Marshall's physical play is ideal as cold weather sets in. By breaking tackles, he gained 7 yards after contact on one play and 12 on another.
He also was fierce on passes in traffic, at one point coming up with a catch when four defenders were within a step and a half of him. He outwrestled Winfield for a ball they both appeared to catch.
The long run of the day was an 8-yarder, but both Bush and Matt Forte ran physically. On Bush's second touchdown run, he dragged linebacker Chad Greenway and safety Jamarca Sanford into the end zone. Forte plowed over safety Harrison Smith on his way to converting a third-and-5.
That was a fine catch for a 13-yard touchdown by Spaeth, extending his arms and diving. Davis caught one but dropped two more.
The front four put decent pressure on Vikings quarterback Christian Ponder but did not finish enough plays. They sacked him only twice, and the second sack was a coverage sack.
Julius Peppers was handled well by rookie tackle Matt Kalil, and Peppers had a minimal impact for the second straight game.
Nick Roach had one of his more impactful games, stripping Peterson and getting in on seven tackles. He should have had another but was trucked by the powerful Peterson on his 23-yard fourth-quarter run. He also may have been responsible for leaving tight end Kyle Rudolph alone on his touchdown.
Lance Briggs was effective in pass coverage, breaking up two throws, including one to Rudolph that could have been a touchdown. He also was a physical presence for Vikings coming across the middle on short crossing routes.
Major Wright and Conte came up with two takeaways (Wright had a fumble recovery; Conte had an interception). Conte also knocked a ball out of Rudolph's hands that could have been a touchdown.
Wright was back to playing like himself, coming downhill hard in run support and forcing some big collisions. He even put some heat on Ponder on two blitzes.
Bears corners were fortunate Vikings receivers played so poorly, both in terms of getting open and catching the football.
Charles Tillman was on the field for only 18 snaps, but he was very active with a pass breakup, a fumble recovery, in which he had to tangle with Peterson to keep the ball, and two excellent tackles.
On the play he was injured, Tillman fell and left Rudolph wide open for a 25-yard gain — the longest in the game.

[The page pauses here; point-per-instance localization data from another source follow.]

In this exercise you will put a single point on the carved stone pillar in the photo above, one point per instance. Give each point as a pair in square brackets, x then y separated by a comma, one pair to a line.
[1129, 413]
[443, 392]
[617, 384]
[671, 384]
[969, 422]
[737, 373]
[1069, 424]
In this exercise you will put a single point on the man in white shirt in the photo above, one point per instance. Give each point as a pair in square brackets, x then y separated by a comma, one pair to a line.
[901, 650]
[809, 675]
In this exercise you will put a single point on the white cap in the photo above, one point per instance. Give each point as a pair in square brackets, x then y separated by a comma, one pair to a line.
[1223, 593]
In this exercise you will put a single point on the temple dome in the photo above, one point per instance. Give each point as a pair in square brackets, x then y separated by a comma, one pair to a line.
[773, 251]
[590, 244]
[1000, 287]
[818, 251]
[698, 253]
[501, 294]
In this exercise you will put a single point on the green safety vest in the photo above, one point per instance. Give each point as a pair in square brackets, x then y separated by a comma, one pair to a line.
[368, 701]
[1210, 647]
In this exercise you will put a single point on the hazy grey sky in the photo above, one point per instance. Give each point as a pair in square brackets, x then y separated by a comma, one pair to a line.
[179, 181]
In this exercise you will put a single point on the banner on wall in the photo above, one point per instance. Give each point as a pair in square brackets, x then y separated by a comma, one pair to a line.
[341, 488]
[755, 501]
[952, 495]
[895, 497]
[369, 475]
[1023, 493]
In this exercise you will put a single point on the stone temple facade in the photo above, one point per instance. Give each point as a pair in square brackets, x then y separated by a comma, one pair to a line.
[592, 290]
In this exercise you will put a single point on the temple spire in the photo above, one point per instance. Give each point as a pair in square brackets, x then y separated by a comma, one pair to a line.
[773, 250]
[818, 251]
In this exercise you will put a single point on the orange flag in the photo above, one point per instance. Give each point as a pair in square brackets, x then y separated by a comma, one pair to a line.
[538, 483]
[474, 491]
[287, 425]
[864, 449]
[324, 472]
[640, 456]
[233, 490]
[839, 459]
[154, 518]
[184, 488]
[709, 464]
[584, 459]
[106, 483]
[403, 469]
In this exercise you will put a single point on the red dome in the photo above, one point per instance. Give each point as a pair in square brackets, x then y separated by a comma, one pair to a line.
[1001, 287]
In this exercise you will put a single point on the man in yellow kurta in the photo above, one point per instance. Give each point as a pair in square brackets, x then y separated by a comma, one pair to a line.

Peppers' blocked field goal would have been appreciated more if the Bears did not allow Kevin Williams to block a Robbie Gould attempt after collapsing Lance Louis and J'Marcus Webb with a four-man overload.
The fake extra point/two-point conversion was well thought out and well-executed, with Carimi throwing a key block on Sanford.
The Bears allowed a 38-yard kickoff return, downed a punt before they should have and Eric Weems nearly touched a Vikings punt he was trying to let bounce.